This is a straight port to ARM/NEON of the x86 SSE3 implementation
of the ChaCha20 stream cipher. It uses the new skcipher walksize
attribute to process the input in strides of 4x the block size.
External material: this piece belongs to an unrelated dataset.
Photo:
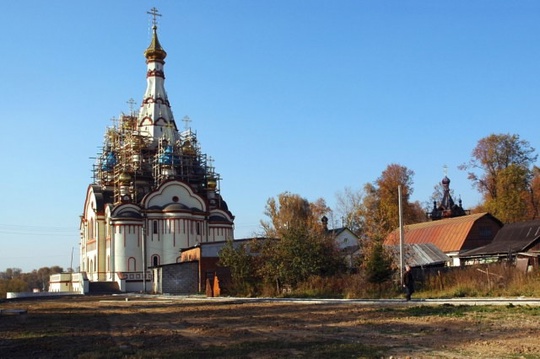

Signed-off-by: Ard Biesheuvel <ard.biesheuvel@linaro.org>
---
 arch/arm/crypto/Kconfig              |   6 +
 arch/arm/crypto/Makefile             |   2 +
 arch/arm/crypto/chacha20-neon-core.S | 524 ++++++++++++++++++++
 arch/arm/crypto/chacha20-neon-glue.c | 128 +++++
 4 files changed, 660 insertions(+)

diff --git a/arch/arm/crypto/Kconfig b/arch/arm/crypto/Kconfig
index 13f1b4c289d4..2f3339f015d3 100644
--- a/arch/arm/crypto/Kconfig
+++ b/arch/arm/crypto/Kconfig
@@ -130,4 +130,10 @@ config CRYPTO_CRC32_ARM_CE
 	depends on KERNEL_MODE_NEON && CRC32
 	select CRYPTO_HASH
 
+config CRYPTO_CHACHA20_NEON
+	tristate "NEON accelerated ChaCha20 symmetric cipher"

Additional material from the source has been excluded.